Made with 6 simple ingredients, this salad gives low-carb lovers another option to enjoy at a BBQ or picnic. The cauliflower florets are baked in the oven until tender and develop a delicious roasted flavor. Full of color and texture, this salad is sure to satisfy your guests. On the 1:1:1 Diet, this salad counts as your FAT.
- 2 large heads of cauliflower chopped into florets (6 cups)
- 2 tbsp. avocado oil
- 3/4 cup celery finely chopped (you can add as much as you would like)
- 1/4cup red onion finely diced
- 3tbsp chives finely chopped
- 3tbsp parsley finely chopped
- 1 tbsp. garlic seasoning
- 1.5 cups avocado oil mayo
- ¼ cup chopped pickles/relish
- ¼ cup Dijon mustard
- 5 tsp. salt
- Preheat the oven to 350 degrees
- Cut the head of cauliflower into florets and place on a baking sheet or parchment paper. Drizzle the cauliflower with olive oil or avocado oil, sprinkle garlic seasoning, and bake in the oven for 20 minutes until the cauliflower is tender and slightly golden in color.

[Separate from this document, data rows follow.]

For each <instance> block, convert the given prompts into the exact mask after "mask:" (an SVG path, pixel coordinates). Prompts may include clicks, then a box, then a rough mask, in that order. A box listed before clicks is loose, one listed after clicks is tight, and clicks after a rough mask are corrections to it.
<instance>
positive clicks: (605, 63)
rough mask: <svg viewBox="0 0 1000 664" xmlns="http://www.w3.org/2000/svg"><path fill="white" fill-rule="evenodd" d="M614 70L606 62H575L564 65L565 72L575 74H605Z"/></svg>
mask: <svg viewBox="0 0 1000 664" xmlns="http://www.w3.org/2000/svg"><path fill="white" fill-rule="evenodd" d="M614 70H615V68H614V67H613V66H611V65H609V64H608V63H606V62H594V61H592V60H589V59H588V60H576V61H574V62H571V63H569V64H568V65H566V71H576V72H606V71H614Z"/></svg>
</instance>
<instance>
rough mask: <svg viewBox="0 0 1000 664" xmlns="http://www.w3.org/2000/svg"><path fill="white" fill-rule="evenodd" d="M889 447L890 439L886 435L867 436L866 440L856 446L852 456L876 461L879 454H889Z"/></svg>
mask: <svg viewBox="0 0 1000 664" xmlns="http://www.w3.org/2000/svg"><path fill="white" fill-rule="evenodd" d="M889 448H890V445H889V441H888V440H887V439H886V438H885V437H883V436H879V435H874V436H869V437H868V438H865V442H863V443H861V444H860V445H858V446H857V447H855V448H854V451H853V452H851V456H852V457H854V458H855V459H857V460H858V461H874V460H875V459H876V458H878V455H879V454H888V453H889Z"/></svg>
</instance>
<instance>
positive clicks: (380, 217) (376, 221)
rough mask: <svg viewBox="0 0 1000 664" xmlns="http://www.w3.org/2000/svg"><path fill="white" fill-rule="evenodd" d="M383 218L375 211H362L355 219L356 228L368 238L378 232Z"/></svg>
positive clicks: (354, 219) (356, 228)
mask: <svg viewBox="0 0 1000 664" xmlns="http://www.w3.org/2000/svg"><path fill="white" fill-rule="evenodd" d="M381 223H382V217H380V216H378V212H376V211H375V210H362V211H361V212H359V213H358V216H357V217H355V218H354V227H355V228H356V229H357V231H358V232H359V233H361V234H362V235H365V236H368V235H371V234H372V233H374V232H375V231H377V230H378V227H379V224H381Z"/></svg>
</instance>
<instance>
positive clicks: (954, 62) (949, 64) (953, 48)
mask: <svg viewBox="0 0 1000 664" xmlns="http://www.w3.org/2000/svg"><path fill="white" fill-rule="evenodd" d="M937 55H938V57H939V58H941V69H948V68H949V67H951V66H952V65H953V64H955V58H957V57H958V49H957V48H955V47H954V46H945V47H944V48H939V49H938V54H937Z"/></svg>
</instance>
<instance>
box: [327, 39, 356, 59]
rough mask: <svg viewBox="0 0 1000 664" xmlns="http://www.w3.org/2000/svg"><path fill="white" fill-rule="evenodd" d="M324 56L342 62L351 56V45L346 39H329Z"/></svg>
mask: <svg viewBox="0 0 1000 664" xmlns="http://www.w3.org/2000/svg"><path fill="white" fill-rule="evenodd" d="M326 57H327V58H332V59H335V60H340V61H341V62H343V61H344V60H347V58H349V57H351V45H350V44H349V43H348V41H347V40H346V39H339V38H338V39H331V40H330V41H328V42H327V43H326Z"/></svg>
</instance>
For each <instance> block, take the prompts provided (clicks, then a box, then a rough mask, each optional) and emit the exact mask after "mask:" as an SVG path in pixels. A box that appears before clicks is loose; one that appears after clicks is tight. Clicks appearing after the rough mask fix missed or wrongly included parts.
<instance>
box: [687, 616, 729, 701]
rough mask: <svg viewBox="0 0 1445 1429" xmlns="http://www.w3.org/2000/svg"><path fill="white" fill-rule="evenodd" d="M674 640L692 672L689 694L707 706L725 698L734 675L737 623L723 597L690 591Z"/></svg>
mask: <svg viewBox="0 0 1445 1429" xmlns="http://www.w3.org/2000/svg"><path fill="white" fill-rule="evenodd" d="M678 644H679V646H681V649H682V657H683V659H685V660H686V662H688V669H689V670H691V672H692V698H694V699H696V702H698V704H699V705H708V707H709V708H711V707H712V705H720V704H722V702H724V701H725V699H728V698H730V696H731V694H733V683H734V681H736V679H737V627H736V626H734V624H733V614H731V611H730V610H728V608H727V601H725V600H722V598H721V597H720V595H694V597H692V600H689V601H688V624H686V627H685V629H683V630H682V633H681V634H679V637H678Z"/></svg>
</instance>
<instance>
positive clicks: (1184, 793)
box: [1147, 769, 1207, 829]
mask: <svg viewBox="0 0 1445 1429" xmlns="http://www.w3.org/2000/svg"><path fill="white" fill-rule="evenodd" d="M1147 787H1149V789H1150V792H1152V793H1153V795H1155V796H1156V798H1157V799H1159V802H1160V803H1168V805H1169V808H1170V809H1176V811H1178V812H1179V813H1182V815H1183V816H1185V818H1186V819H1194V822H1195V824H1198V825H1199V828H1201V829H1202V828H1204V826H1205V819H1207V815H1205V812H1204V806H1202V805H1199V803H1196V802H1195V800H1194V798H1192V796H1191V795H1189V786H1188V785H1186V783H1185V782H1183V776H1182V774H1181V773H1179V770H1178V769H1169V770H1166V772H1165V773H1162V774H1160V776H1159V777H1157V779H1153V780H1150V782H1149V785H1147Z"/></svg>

- Make the dressing in a separate bowl by combining the avocado oil mayo, pickles, and Dijon mustard, and whisk together.
- Once the cauliflower is tender, remove from the oven and allow to cool before transferring to a salad bowl.
- Combine roasted cauliflower with the dressing and toss.
- Pour red onion, celery, some chives, and parsley into the salad bowl. Mix well.